The Scriptures can surprise us . . . again and again and again. But only if we allow our minds (and hearts) to play. If we study it so we can “nail down” the “truth” of it … then the text will stop surprising us once we know everything we’re supposed to know.

These Playdates, however, can keep the surprise in the game! Something new can always greet us when we turn to these texts.

So make a daily … or weekly … practice of these Playdates. Here are some suggestions about how to make Playdates a part of your growing life.

  1. It’s helpful to establish a place for yourself. Where will you play? In an easy chair? At a desk? On the couch? On the porch? It’s always wonderful to have a play-space for yourself. You don’t need much space — just a place to write and pray and read and think and imagine and sometimes draw and sometimes talk out loud to yourself. Create a space for yourself. Perhaps you will want to have some special objects that “mark” your space? Some music? It’s yours. Make it a space for you.
  2. When will you play? Every day? Three days a week? In the mornings? Or before you go to bed? Or on lunch break? Set a time, make a date with yourself, with the text, with your heart and imagination.
  3. Have a few supplies at hand. A notebook or journal. It’d be helpful to have two or three different translations of the Bible available, but that’s not necessary. Any translation will do. You’ll want a reliable pen, maybe some colored pens or pencils. If you like to draw, have a good quality sketch pad at hand. If you’re a go-wild kind of soul, have a bin or basket of stuff like tape or scissors or glue or, oh, just have stuff! I like coffee. Maybe tea is your drink of choice. Get comfortable.

Now here are a few guidelines to help you along in your play.

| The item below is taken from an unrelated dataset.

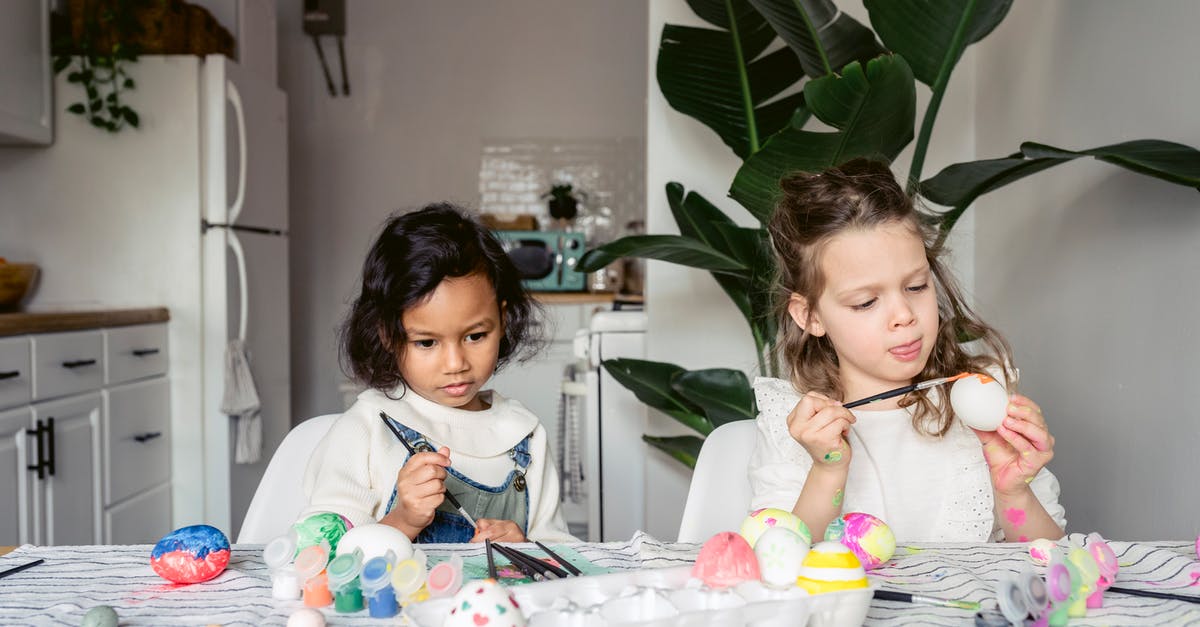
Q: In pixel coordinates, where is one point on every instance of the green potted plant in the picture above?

  1. Be confident that you won’t “break” Scripture. It’s survived a very long time, in all kinds of climes and conditions. You won’t break it. It’s strong. Fear not!
  2. “Make big mistakes!” Well, actually, there are no mistakes here. Each person will do the playdates differently from the next person. However you play, that’s exactly right! The point is the play. There is no one to say “good girl!” or “good boy!” No grades will be given and no dunce caps are at hand. Be stupid. Ask dumb questions. Flub your way through. Laugh with yourself. Because your mind is at work. You will surprise yourself. I promise. We discover things when we let go of our external expectations, when we stop trying to be “smart,” when we just dive in and try new things. (It’s safe! Try new things here!)
  3. Don’t worry about “what it means.” We are used to a nice summary statement at the end of a devotion, a Bible study, a sermon. Those summary statements are fine and dandy. Not a problem. But this is play. Who summarizes play? It’s not the take-away that matters here. It’s the activity itself. It’s the doing of the thing. Just like any game we play. Sure, on tv there’s the recap of the game. But most real aficionados know that it’s the game itself that matters, not the analysis. In real time, we’re playing, we’re interacting with these stories, these words. What do we take away from it? Just this: we’ve spent “quality time” with this text. We’re getting to know this Word, inside out!